The presented work has been concerned with modelling the evolution of genomic GC content, as a consequence of AT/GC mutation rates, in asexually reproducing organisms subject to Chargaff’s parity laws4. It is an extension of a previous study modelling genomic GC content in microbial symbionts allowing for random perturbations of AT- and GC mutation rates by the use of Itô calculus24. In that study11, it was shown that a symbiont’s life course could be determined when it entered into a relationship with it’s host. The present model does not allow for such a conclusion in general as the organisms modeled can both be diverse and live in very different environments. The evolution of the genomic GC content of these organisms can thus be better represented as a function c(t), regulating the influence of the random perturbations on AT/GC mutation rates, as opposed to a constant for microbial symbionts. An increasing c(t) will reflect greater base composition diversity but also implicit genetic hitch-hiking of fitness decreasing and deleterious mutations31. Processes described by a low c(t) will likely reduce genetic variation but require the divestment of increasing resources to mismatch and repair systems. Interestingly, Eq. (7) implies that increasing the variability of the random perturbations of the AT- and GC mutation rates impacts genomic GC content through the Brownian motion term.
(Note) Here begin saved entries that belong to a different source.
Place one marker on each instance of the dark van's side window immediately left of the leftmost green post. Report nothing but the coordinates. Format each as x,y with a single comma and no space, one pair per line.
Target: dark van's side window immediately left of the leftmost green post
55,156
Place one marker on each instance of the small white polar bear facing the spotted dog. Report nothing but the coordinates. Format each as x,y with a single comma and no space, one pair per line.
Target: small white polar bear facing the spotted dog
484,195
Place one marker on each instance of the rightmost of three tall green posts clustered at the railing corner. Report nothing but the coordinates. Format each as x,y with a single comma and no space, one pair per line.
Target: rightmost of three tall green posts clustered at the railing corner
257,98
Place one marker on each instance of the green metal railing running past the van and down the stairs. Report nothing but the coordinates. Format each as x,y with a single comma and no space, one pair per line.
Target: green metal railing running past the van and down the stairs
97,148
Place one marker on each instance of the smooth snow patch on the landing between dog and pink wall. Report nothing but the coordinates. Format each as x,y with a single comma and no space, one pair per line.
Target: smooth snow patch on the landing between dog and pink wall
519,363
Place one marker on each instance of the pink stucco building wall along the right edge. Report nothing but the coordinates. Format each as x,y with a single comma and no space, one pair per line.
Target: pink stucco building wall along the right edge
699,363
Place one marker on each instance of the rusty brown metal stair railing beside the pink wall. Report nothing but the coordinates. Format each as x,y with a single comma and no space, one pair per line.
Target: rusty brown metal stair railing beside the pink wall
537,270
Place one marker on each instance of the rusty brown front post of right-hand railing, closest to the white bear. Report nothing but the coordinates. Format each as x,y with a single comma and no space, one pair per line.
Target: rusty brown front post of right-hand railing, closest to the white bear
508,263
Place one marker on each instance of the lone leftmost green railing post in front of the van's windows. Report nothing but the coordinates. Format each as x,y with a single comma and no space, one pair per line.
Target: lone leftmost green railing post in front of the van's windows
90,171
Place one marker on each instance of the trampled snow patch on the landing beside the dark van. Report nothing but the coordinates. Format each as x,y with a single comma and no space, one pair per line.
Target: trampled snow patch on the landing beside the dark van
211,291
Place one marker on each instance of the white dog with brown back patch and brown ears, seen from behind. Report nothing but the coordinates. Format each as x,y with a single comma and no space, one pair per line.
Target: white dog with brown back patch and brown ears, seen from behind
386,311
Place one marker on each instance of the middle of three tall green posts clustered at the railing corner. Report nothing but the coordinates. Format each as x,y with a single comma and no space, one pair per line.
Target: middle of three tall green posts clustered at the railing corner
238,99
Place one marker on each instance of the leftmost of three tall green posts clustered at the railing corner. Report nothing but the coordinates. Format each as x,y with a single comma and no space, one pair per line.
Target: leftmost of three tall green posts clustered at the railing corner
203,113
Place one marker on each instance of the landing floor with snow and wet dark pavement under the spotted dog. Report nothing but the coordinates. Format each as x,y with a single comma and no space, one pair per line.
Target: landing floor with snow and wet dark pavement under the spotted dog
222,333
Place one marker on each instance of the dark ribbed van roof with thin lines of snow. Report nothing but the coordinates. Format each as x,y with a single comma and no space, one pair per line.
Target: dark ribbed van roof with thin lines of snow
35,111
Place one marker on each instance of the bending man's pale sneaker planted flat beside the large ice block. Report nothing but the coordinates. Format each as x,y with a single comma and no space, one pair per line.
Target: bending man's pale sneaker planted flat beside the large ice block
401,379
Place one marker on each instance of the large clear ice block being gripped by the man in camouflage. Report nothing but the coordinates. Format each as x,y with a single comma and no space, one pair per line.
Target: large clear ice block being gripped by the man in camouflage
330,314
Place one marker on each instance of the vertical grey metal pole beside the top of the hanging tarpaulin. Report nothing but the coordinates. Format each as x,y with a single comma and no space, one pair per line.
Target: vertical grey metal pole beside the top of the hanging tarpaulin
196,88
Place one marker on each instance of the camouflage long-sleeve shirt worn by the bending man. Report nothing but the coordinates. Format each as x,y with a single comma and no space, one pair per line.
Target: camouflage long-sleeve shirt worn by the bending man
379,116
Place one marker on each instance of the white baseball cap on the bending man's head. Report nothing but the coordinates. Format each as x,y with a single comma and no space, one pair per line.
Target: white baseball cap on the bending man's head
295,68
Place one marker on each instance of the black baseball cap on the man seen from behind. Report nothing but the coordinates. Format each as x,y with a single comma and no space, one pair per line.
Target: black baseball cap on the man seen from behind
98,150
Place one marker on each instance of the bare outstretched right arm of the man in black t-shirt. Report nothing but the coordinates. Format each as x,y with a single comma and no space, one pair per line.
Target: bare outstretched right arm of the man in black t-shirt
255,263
Laboratory based evolutionary experiments8,26,27 often arrange conditions so that the selective forces subjected to the species’ studied are as low as possible. Furthermore, recombination related genes as well as mutation repair enzymes are often knocked out8 reducing bias considerably with regards to AT \(\rightarrow\) GC and GC \(\rightarrow\) AT mutation rates. The model presented suggests that if genomic GC content is just as likely to increase as to decrease c(t) must either be monotonically increasing- or decreasing due to constraints resulting from the Girsanov transform. An interpretation of this is that if not resources are limitless a constantly increasing c(t) will eventually represent genomic disintegration, as described by Muller’s ratchet22, something that has been demonstrated experimentally8. Furthermore, it is shown that there exists an intimate relationship with the model presented here and the classical Luria–Delbrück model for general mutations23. Indeed, disregarding AT mutation rates by setting \(\beta =0\) in Eq. (3) gives an identical model to simple stochastic population growth \(P_t(\omega )\)24 which, when multiplied with a mutation rate \(\mu\), gives a stochastic Luria–Delbrück model for the number of mutations \(M_t(\omega )\). After some re-arrangements, it is shown above that Eq. (3) is related to \(M_t(\omega )\).

Finally, Itô calculus facilitates modeling of phenomena often found in complex systems such as financial markets45. An additional consequence of the present study is that Itô calculus also models biological phenomena seamlessly thanks to the ability of handling random events in differential equations.